Relative Wasserstein Angle and the Problem of the $W_2$-Nearest Gaussian Distribution
This work addresses the challenge of measuring deviations from Gaussianity for researchers in statistics and machine learning, offering a novel geometric approach with practical applications in distribution approximation.
The paper tackles the problem of quantifying non-Gaussianity in empirical distributions using optimal transport, introducing the relative Wasserstein angle and orthogonal projection distance, and shows that the proposed nearest Gaussian improves Fréchet Inception Distance scores over moment matching.

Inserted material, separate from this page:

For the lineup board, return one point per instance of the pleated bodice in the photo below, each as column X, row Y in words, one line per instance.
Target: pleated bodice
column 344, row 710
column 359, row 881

We study the problem of quantifying how far an empirical distribution deviates from Gaussianity under the framework of optimal transport. By exploiting the cone geometry of the relative translation invariant quadratic Wasserstein space, we introduce two novel geometric quantities, the relative Wasserstein angle and the orthogonal projection distance, which provide meaningful measures of non-Gaussianity. We prove that the filling cone generated by any two rays in this space is flat, ensuring that angles, projections, and inner products are rigorously well-defined. This geometric viewpoint recasts Gaussian approximation as a projection problem onto the Gaussian cone and reveals that the commonly used moment-matching Gaussian can \emph{not} be the \(W_2\)-nearest Gaussian for a given empirical distribution. In one dimension, we derive closed-form expressions for the proposed quantities and extend them to several classical distribution families, including uniform, Laplace, and logistic distributions; while in high dimensions, we develop an efficient stochastic manifold optimization algorithm based on a semi-discrete dual formulation. Experiments on synthetic data and real-world feature distributions demonstrate that the relative Wasserstein angle is more robust than the Wasserstein distance and that the proposed nearest Gaussian provides a better approximation than moment matching in the evaluation of Fréchet Inception Distance (FID) scores.